To take a different example, consider fear of the police. There's lots of people who are afraid of the police -- but for very different reasons. Sometimes we would consider that fear a sign of a good police force -- like when a criminal or would-be criminal is afraid of the police because they will be caught and punished. Sometimes we would consider that fear a sign of a bad police force -- like if a racial or religious minority in a country is afraid of being beaten up by the police for being the "wrong" racial or religious group, or if the populace is afraid of the police because they are an arm of an oppressive totalitarian state. If we believe the police to be a fair instrument of justice, then I imagine being afraid of what the police will do to us if we commit *injustice* is not necessarily a bad thing. If on the other hand, we're afraid of the police because the police *themselves* are an instrument of injustice, then that's unquestionably a bad thing.

So when a group of folks describe themselves as "god-fearing", the question is *why*. At least in the case of Christianity, it ties into the fundamental question of "If God can forgive all sins, then why should I be afraid of sinning?" Or, as the apostle Paul puts it: Shall we sin because we are not under law but under grace? The answer to that forms the heart of the book of Romans, which is why it's considered one of the more important books Christians consider to be defining what it means to be a Christian.
Aug. 29th, 2005 07:18 pm (UTC)
Even if it makes sense that under certain circumstances, you could (and should!) imagine being afraid of the police, I think there is something wrong if that's the primary descriptor you use to describe your relationship with them.

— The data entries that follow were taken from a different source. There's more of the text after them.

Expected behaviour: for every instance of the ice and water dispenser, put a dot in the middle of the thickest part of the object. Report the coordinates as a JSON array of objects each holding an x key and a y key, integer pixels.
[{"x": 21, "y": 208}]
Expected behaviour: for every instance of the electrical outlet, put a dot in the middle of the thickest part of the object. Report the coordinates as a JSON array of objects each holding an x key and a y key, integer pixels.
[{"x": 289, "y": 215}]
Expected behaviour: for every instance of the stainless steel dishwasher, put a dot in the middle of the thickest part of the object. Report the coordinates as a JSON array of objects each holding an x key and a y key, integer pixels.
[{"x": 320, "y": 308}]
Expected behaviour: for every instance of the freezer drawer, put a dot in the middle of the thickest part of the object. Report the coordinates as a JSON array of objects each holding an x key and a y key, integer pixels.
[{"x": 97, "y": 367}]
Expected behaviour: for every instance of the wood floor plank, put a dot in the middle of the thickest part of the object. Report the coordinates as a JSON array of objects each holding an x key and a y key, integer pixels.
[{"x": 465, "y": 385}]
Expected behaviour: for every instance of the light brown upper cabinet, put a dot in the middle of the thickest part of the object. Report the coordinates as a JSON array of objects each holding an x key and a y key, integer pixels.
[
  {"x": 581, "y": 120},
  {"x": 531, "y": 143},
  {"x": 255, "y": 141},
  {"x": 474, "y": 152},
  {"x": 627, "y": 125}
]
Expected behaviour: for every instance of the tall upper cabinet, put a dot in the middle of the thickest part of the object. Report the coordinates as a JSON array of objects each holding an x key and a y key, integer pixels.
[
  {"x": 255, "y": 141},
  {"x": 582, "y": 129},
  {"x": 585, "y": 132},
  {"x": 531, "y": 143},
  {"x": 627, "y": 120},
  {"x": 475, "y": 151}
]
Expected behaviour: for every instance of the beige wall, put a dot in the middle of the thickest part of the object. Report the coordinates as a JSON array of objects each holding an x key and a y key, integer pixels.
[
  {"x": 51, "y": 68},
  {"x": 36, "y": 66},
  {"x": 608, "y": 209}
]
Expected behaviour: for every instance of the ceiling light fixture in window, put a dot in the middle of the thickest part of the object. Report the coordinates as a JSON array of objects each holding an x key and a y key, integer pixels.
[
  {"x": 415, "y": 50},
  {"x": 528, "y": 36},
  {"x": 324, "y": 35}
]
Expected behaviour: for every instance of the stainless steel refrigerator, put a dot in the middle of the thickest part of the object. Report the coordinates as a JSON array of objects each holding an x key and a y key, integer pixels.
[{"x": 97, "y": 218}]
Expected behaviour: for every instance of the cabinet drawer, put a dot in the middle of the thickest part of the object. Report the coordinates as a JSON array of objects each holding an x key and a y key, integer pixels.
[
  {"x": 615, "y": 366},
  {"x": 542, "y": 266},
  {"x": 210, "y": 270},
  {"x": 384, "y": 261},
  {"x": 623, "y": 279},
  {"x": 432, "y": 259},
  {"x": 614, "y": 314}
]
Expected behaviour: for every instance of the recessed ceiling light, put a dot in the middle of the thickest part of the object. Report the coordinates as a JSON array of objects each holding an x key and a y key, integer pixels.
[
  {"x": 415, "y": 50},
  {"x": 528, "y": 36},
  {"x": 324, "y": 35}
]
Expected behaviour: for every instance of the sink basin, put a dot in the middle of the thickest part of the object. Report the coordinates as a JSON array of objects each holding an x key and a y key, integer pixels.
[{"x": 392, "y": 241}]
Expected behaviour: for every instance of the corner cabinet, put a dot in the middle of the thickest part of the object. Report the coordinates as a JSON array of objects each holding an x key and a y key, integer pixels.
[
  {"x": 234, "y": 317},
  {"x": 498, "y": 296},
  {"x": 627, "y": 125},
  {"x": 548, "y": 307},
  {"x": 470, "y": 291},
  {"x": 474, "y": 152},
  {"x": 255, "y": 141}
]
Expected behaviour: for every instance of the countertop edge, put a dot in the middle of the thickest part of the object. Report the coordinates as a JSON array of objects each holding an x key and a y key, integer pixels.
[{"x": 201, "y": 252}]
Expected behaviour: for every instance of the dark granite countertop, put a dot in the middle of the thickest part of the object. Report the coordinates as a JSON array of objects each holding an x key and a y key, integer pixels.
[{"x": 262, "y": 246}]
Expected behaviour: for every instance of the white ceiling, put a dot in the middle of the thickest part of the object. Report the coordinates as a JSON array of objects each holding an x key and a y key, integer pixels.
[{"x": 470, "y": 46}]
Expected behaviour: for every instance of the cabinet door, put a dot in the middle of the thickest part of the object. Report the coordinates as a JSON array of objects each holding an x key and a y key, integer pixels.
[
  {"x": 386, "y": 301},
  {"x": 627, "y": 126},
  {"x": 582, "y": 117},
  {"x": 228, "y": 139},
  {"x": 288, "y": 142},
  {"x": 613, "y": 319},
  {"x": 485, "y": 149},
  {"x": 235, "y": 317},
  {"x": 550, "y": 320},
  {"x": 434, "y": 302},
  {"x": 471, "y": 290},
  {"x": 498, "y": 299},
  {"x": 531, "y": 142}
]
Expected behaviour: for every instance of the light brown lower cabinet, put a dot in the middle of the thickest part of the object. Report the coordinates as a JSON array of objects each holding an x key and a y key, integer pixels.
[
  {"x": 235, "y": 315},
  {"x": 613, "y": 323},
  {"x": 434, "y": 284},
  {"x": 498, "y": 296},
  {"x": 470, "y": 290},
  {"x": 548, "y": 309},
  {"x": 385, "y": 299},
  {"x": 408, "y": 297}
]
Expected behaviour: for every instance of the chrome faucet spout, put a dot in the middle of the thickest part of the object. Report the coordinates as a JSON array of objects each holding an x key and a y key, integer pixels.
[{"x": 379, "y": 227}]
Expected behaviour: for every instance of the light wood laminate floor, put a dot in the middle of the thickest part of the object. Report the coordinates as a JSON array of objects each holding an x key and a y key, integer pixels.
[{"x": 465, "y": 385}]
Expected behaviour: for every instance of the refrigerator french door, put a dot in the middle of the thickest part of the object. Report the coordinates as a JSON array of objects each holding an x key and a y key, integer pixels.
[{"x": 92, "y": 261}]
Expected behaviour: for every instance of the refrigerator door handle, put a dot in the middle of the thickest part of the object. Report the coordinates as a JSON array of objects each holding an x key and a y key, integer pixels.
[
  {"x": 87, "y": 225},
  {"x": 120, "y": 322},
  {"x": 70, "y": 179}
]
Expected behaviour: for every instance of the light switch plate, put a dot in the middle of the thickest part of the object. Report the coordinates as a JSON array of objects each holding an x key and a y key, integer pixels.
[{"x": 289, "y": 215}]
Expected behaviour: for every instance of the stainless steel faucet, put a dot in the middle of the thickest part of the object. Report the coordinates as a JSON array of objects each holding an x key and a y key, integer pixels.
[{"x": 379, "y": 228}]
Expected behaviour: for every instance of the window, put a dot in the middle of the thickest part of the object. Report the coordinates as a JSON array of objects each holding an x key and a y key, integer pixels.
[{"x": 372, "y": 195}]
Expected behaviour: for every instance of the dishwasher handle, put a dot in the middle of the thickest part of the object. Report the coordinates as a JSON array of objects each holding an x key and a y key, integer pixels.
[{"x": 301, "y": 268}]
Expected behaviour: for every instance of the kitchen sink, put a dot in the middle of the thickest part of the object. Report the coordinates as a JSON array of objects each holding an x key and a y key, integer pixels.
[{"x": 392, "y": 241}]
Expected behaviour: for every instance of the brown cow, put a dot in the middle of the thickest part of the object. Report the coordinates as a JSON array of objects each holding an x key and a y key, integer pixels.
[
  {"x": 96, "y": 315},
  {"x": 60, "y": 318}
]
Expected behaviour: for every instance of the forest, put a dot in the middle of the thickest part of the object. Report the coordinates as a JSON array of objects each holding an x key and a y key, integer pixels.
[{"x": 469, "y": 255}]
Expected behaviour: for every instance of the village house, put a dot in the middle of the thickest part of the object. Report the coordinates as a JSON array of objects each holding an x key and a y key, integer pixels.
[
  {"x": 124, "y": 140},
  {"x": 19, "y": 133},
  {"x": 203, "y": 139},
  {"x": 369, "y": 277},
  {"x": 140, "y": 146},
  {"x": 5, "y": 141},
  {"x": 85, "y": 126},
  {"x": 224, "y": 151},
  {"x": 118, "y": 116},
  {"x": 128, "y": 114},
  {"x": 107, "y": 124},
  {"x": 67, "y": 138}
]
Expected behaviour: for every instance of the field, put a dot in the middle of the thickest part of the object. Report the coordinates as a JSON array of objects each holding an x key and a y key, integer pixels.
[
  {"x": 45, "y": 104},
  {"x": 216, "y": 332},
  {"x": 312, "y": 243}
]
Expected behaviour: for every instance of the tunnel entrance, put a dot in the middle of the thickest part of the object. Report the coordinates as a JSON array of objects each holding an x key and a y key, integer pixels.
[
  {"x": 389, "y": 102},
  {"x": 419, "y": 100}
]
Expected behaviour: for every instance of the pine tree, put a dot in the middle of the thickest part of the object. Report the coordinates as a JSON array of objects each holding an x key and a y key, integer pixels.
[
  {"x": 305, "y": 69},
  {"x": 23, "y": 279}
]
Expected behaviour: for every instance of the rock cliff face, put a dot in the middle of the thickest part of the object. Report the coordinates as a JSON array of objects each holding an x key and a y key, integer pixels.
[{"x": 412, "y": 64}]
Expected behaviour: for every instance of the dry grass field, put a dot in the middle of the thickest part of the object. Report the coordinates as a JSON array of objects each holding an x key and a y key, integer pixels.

Aug. 29th, 2005 07:43 pm (UTC)
(nods nods) See above reply to silmaril.
Aug. 29th, 2005 09:05 pm (UTC)
Actually, reflecting on it more on the walk to and from my blueprints review meeting (and it's a *long* walk from one end of the medical campus to the other) I think you hit upon a very, *very* important point which I had overlooked at first, because the churches I've spent my life in were never big "Repent or you'll burn!" churches. Which, as I realized, a *lot* of churches are. And yeah, I'd agree wholeheartedly that there's something very wrong -- and more than that, something dreadfully missing the point -- if the *primary* response is fear...
Aug. 29th, 2005 10:11 pm (UTC)
There's more than one definition of fear. From m-w:
verb: "3 : to have a reverential awe of"
noun: "3 : profound reverence and awe especially toward God"
Aug. 30th, 2005 09:10 am (UTC)
Ob Cynical Atheist, But Also Probably Accurate: Because a carrot and a stick are more productive than a carrot alone?